Archivalie des Monats Februar 2020

Streifbandsendung des großherzoglichen Konsulates Riga vom 25. Februar 1858 (LHAS, 5.12-2/1, Nr. 644, quadr. 87)Details anzeigen
Streifbandsendung des großherzoglichen Konsulates Riga vom 25. Februar 1858 (LHAS, 5.12-2/1, Nr. 644, quadr. 87)

Streifband­sendung des groß­herzog­lichen Konsulates Riga vom 25. Februar 1858 (LHAS, 5.12-2/1, Nr. 644, quadr. 87)

Streifband­sendung des groß­herzog­lichen Konsulates Riga vom 25. Februar 1858 (LHAS, 5.12-2/1, Nr. 644, quadr. 87)

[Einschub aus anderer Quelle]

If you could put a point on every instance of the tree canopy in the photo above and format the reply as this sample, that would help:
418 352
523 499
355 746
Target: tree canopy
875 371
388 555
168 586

Wie nach jedem Jahreswechsel üblich gab Robert Straus, seit 1848 in der Nachfolge seines verstorbenen Vaters im seinerzeit russischen Riga Konsul für Mecklenburg-Schwerin, am 22. März / 3. April 1852 eine Sendung nach Schwerin in die Post. Sie enthielt den Jahresbericht seiner Vertretung, zu dessen Abfassung die großherzogliche Konsular-Instruktion alle offiziellen Auslands­repräsentanten Mecklenburg-Schwerins verpflichtete. Allerdings zogen Verstöße gegen diese Vorgaben selten genug Konsequenzen nach sich, sie fielen den in Schwerin zuständigen landes­herrlichen Beamten oft nicht einmal auf. Das 1821 eingerichtete Konsulat in Riga gab diesbezüglich jedoch keine Veranlassung zu Klagen. Sowohl Robert Straus als auch Wilhelm Straus als sein Vorgänger und John Hafferberg als sein Nachfolger berichteten jahrzehnte­lang vorbildlich über den Konsulats­betrieb sowie über die Handels- und Schifffahrts­verhältnisse ihres Standortes.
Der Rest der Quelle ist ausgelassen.